Human Resources. Nothing exemplifies Uber's broken culture more than Fowler's disturbing first day on her SRE team. As she sat down to work finishing up onboarding tasks, her new manager Jake started to slack her incessantly about his open relationship and approach to sexual relationships. Because of Susan's past dealing with the completely unjust due process at Penn, she immediately screenshotted the messages and promptly reported Jake to HR. However, after a brief meeting in a different building, she was told that this was Jake's first offense and that the company wouldn't be taking any action against him. Later, Fowler would uncover that numerous people had complained specifically about Jake and Uber had lobbied the same excuse. This inexplicable communication was just the beginning of HR nightmares at Uber – some of which violated employment law. So what were the issues with Uber's HR department? First, Uber's HR department was woefully small, with one source suggesting it was close to 10 people to manage 11,000 employees. In addition, the Head of HR reported to Ryan Graves, a co-founder and its then Head of operations, rather than CEO Travis Kalanick.

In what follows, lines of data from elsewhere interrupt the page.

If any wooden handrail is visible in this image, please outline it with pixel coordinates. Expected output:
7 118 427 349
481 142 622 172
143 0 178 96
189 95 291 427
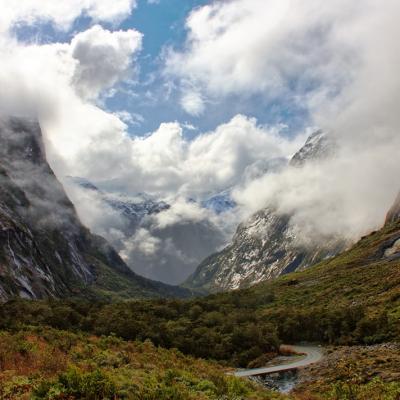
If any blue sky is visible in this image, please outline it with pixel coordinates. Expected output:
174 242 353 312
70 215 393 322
14 0 308 138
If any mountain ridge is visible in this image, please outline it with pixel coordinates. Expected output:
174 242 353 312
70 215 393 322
183 130 349 292
0 117 190 301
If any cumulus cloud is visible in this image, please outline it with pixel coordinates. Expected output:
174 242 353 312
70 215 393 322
71 25 142 98
0 0 400 279
79 115 303 198
181 91 205 116
165 0 360 104
165 0 400 245
0 0 136 32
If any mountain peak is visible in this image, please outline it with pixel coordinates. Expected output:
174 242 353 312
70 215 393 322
385 192 400 224
290 129 336 167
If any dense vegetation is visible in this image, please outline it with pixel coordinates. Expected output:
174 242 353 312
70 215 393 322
0 220 400 366
0 223 400 399
0 328 280 400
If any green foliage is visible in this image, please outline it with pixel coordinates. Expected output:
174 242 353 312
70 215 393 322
0 327 283 400
329 378 400 400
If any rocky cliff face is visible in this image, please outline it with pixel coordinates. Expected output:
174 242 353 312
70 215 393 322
185 131 348 292
0 118 187 300
386 193 400 224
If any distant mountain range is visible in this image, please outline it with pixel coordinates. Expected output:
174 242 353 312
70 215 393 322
184 131 349 292
67 177 231 284
0 118 190 300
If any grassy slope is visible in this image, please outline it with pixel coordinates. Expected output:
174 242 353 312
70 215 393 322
253 222 400 318
0 328 283 400
0 223 400 400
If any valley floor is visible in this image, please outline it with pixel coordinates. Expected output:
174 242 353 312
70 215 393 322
0 327 400 400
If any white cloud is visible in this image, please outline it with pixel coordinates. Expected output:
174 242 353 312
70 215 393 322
71 25 142 99
165 0 368 108
0 0 136 32
181 91 205 116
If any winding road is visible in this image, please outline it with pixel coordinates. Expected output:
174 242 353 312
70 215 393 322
233 346 323 377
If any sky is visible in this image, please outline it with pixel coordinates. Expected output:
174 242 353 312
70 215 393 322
0 0 400 279
12 0 308 138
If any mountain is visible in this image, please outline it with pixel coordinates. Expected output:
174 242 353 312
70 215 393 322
184 131 349 292
201 191 236 214
386 193 400 223
65 177 228 284
290 130 336 167
0 118 188 300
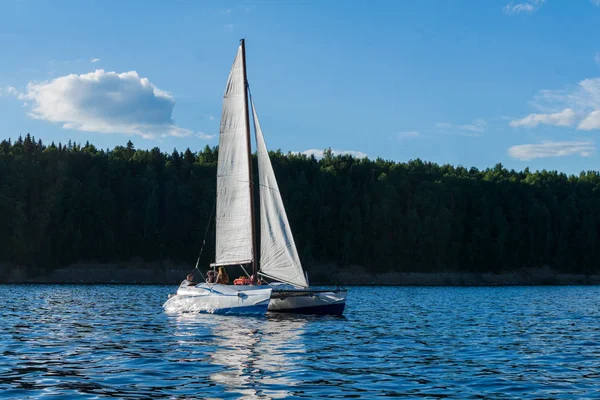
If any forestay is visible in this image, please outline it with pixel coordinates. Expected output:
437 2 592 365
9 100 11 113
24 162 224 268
215 46 253 265
252 102 308 287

This misalignment in reporting structure meant that Renee Atwood, then Head of HR, had to report challenging HR situations to Graves, whom some claimed wasn't equipped to handle the growing complexity of these situations appropriately. To handle the mounting controversies surrounding Uber after Fowler's blog post, the board hired Eric Holder, a former US Attorney General to investigate Fowler's claims. The final report is mostly internal, but the recommendations of Holder's firm Covington are public. When all was said and done, Uber fired Travis Kalanick, and replaced him with Dara Khosrowshahi, a former Expedia CEO and Allen and Co. Managing Director.